Russia Media Spreads Theory Navalny Was Poisoned During Flight to Germany

2020年8月26日(水)17時45分
ブレンダン・コール

ナワリヌイ(写真)はプーチンを厳しく批判してきた Shamil Zhumatov Wisniewski-REUTERS

<プーチンの政敵ナワリヌイは「毒を盛られた」と言うドイツ側に対し、ロシア側が出してきた驚くべき理論>

ロシアの野党指導者で、現在ベルリンの病院で集中治療を受けているアレクセイ・ナワリヌイについて、ロシアの医療専門家が国営メディアで発言した。ナワリヌイはロシアからドイツに移送される途中で薬物を投与され、これが中毒症状の原因となった可能性があるという。

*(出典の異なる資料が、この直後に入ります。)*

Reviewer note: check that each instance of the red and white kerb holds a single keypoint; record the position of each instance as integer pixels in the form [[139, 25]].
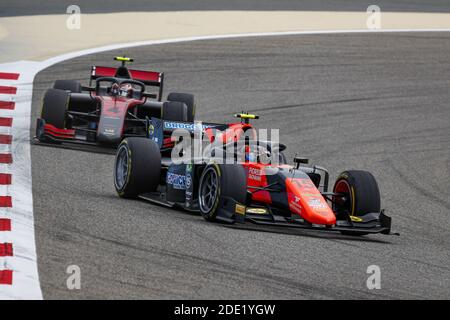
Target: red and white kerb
[[6, 179]]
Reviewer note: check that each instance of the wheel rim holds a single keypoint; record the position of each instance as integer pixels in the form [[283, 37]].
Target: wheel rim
[[209, 186], [339, 204], [121, 167]]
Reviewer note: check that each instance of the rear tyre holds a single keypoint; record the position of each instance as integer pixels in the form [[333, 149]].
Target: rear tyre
[[188, 100], [362, 195], [218, 181], [54, 107], [174, 111], [68, 85], [137, 167]]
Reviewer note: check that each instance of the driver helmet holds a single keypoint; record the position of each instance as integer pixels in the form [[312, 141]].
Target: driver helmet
[[126, 90]]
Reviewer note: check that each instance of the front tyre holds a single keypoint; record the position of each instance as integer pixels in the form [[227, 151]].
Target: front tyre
[[220, 182], [137, 167], [361, 195]]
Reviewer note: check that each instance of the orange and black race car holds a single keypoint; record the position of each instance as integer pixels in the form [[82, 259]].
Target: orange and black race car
[[115, 105], [253, 188]]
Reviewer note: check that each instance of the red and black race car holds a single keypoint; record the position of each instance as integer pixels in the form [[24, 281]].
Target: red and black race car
[[116, 106], [252, 190]]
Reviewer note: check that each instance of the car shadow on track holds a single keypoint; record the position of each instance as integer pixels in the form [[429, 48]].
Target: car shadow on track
[[248, 226], [305, 233]]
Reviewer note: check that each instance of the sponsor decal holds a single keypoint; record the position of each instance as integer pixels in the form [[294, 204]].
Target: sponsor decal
[[178, 181], [296, 206], [151, 129], [316, 204], [239, 209], [254, 174], [186, 126], [257, 210], [355, 219], [188, 181], [109, 132]]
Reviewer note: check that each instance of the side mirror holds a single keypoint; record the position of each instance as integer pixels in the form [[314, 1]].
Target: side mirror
[[300, 160], [149, 95]]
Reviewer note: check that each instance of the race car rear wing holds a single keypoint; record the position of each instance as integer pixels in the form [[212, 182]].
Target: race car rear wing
[[149, 78]]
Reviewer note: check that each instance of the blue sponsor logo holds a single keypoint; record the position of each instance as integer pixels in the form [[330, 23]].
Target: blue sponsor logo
[[178, 181], [186, 126]]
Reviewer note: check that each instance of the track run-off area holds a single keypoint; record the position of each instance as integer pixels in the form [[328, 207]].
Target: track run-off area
[[341, 95], [374, 101]]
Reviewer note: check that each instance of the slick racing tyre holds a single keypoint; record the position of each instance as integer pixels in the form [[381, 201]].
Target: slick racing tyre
[[68, 85], [137, 167], [188, 100], [361, 195], [54, 107], [220, 181]]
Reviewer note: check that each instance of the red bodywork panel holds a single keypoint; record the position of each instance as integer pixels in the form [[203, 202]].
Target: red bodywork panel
[[303, 197], [114, 110], [144, 76]]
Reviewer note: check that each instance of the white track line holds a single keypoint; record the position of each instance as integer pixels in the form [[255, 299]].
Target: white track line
[[24, 262]]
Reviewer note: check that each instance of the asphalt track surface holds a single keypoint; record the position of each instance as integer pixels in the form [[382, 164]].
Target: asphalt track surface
[[379, 102], [29, 7]]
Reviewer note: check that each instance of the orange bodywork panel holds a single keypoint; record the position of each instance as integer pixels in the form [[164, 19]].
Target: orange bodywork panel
[[305, 200]]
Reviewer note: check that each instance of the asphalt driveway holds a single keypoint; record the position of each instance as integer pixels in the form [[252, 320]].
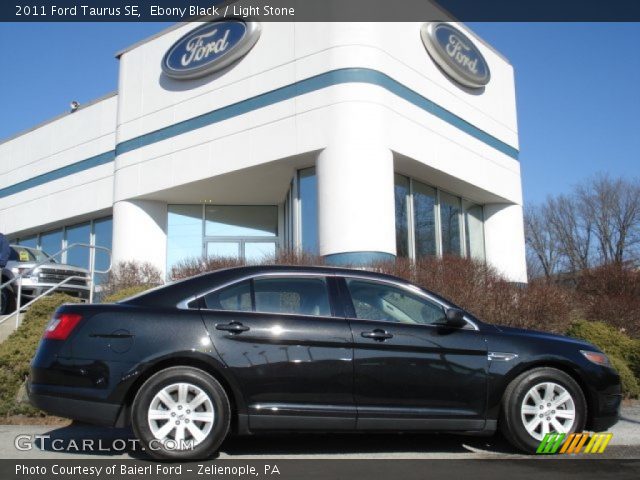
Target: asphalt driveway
[[67, 443]]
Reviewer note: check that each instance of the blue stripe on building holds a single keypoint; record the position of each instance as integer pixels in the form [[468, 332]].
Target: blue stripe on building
[[308, 85], [80, 166]]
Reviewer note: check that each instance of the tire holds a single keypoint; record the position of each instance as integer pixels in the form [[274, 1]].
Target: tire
[[160, 412], [524, 415]]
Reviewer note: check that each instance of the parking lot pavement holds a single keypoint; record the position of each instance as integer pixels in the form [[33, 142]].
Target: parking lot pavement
[[67, 443]]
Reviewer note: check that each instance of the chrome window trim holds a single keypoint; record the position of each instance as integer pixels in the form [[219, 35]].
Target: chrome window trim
[[405, 286], [411, 289]]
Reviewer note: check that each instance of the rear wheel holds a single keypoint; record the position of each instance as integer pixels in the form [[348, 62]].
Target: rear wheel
[[541, 401], [181, 413]]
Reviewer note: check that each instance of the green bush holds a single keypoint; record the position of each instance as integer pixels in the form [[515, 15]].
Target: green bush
[[630, 385], [622, 350], [126, 293], [18, 349], [610, 340]]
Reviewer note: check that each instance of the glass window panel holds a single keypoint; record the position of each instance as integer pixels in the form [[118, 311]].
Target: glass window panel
[[51, 243], [31, 242], [236, 298], [78, 256], [308, 191], [241, 221], [255, 252], [474, 227], [223, 249], [450, 223], [103, 235], [302, 296], [383, 302], [402, 224], [424, 204], [184, 233]]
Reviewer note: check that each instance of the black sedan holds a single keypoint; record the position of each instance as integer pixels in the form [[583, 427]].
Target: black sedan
[[276, 348]]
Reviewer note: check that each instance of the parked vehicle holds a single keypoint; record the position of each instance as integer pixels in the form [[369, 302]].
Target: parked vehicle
[[41, 278], [277, 348]]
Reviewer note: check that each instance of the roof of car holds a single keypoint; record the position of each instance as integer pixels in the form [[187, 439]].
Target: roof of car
[[175, 292]]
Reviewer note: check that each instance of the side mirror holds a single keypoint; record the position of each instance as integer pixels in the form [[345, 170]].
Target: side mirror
[[455, 317]]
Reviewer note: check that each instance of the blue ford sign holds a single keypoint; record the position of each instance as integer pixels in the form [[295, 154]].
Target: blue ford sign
[[210, 47], [456, 54]]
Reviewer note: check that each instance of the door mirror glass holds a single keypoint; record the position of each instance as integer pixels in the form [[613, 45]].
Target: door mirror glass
[[455, 317]]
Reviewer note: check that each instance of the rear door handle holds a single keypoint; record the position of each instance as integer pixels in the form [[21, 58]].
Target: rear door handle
[[233, 327], [377, 334]]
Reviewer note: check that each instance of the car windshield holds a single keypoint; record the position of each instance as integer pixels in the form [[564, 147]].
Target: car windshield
[[24, 254]]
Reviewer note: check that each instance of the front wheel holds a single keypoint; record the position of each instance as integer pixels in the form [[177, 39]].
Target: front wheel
[[8, 300], [538, 402], [181, 413]]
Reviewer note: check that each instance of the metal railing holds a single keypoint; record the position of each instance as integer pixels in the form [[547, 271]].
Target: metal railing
[[27, 273]]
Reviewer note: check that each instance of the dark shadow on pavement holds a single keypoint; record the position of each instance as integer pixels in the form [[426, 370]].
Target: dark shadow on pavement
[[79, 438]]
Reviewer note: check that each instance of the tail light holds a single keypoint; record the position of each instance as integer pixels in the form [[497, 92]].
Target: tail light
[[61, 326]]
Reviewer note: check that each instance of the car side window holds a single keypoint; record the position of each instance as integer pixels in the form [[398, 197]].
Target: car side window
[[384, 302], [293, 295], [235, 297]]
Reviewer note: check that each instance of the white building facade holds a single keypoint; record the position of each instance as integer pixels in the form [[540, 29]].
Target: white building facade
[[354, 141]]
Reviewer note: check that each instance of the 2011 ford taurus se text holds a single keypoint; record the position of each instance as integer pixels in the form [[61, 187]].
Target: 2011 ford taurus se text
[[278, 348]]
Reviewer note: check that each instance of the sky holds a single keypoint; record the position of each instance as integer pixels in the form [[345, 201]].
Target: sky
[[577, 88]]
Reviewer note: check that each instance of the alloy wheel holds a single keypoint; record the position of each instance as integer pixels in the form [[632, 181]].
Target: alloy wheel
[[181, 412], [547, 407]]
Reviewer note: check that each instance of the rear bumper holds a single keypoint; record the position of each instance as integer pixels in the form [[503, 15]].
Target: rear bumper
[[97, 413]]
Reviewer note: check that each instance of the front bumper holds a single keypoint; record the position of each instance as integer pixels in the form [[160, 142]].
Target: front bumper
[[607, 412], [90, 411], [29, 292]]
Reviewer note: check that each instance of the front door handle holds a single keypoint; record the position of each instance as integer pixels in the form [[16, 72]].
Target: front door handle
[[377, 334], [233, 327]]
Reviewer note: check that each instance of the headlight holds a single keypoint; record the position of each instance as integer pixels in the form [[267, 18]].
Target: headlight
[[596, 357]]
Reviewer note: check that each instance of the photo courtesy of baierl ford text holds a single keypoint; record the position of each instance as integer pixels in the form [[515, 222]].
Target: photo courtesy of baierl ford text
[[301, 240]]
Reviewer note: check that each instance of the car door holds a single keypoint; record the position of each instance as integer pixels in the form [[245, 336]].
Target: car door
[[412, 372], [291, 357]]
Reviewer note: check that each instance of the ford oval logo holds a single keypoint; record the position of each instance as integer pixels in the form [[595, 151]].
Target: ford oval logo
[[210, 47], [456, 54]]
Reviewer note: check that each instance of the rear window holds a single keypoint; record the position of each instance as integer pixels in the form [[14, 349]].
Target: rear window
[[300, 296], [288, 295], [235, 298]]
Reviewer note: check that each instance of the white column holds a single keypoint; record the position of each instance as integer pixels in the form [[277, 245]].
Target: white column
[[504, 240], [356, 202], [140, 232]]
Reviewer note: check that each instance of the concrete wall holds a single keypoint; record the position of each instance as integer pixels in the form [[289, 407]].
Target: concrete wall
[[357, 129], [83, 135]]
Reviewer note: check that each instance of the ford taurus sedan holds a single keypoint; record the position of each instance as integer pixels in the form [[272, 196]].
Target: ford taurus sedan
[[276, 348]]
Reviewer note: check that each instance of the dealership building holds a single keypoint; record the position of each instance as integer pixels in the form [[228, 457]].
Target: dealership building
[[359, 142]]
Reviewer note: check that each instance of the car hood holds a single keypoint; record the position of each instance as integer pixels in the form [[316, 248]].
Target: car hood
[[525, 333]]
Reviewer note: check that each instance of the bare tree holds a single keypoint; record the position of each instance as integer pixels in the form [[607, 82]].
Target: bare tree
[[598, 223], [542, 251], [571, 230], [613, 207]]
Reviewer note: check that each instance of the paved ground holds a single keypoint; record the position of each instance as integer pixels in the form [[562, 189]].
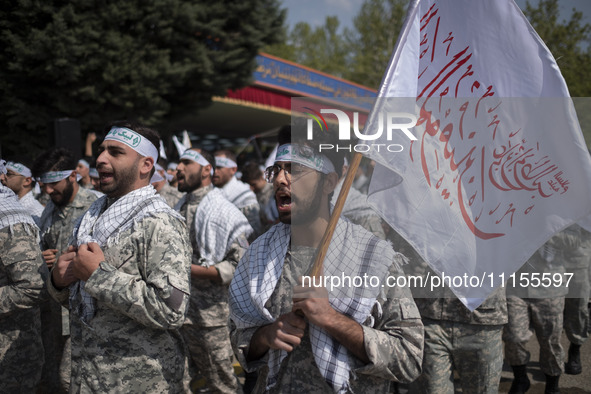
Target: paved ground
[[569, 384]]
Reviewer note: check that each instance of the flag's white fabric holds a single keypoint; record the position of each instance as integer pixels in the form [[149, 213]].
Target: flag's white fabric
[[489, 179]]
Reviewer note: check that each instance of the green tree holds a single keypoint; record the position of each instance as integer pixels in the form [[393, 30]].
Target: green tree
[[376, 30], [567, 41], [322, 48], [149, 60]]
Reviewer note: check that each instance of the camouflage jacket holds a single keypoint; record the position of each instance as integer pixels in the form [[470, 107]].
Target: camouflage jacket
[[394, 344], [209, 299], [170, 194], [22, 287], [132, 344], [62, 220]]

ナワリヌイは、ロシアのウラジーミル・プーチン大統領を強烈に批判してきたことで知られ、現在は人工的な昏睡状態にある。ナワリヌイは飛行機で移動中に体調に異変が生じ、飛行機が緊急着陸したシベリアの街、オムスクで治療を受けていた。

世界各国の首脳からプーチンへの訴えが功を奏し、ナワリヌイはドイツの首都ベルリンにあるシャリテー大学病院に移送された。この病院で行われた検査により、コリンエステラーゼという酵素のはたらきを阻害する物質による毒物中毒の症状が出ていることが判明した。具体的な物質名までは特定されていない。

「毒物の影響か、体内のコリンエステラーゼのはたらきが阻害されていることが、いくつかの独立系試験所が行なった検査によって確認された」とシャリテー病院は声明で述べている。同病院はさらに、ナワリヌイが解毒剤のアトロピンによる治療を受けていることを明らかにし、いまだに重体ではあるが、命に関わる状態ではないと述べた。

ロシアと薬がかぶった?

これに対して、ロシア保健省に所属する医療専門家、イゴール・モルチャノフはロシア国営のタス通信の取材に応じ、当初ナワリヌイの診察にあたったオムスクの医師たちが、異常な興奮状態や発汗といった毒物による中毒症状を見逃すとは考えにくいとの見方を示した。

ロシア継続的専門教育医学アカデミーで麻酔学科のトップを務めるモルチャノフは、オムスクからドイツに飛んだ飛行機の中でナワリヌイは薬物の投与を受け、これがコリンエステラーゼのはたらきを阻害する物質による中毒症状、というドイツでの検査結果につながった可能性があると述べた。

「彼らがこの患者を診察したのは、患者が(オムスクで)集中治療室に入れられ、多数の薬物を投与され、移送された後のことだ。この段階で再び似たような薬物が多数注入されており、これが(コリンエステラーゼを阻害しているような)痕跡を残したのかもしれない」と、モルチャノフは付け加えた。

毒物をもられた症状を示しているというドイツでの診断結果は、オムスクの病院からの移送を求めたナワリヌイの支持者や家族からの要望に正当性があったことを裏付けるものに見える。支持者や家族は、ナワリヌイがロシアでは公正な治療を受けられないのではないかと恐れ、今回の真相が隠蔽されかねないと危惧していた。支持者や家族は、今回の件は政治的動機による攻撃だと主張している。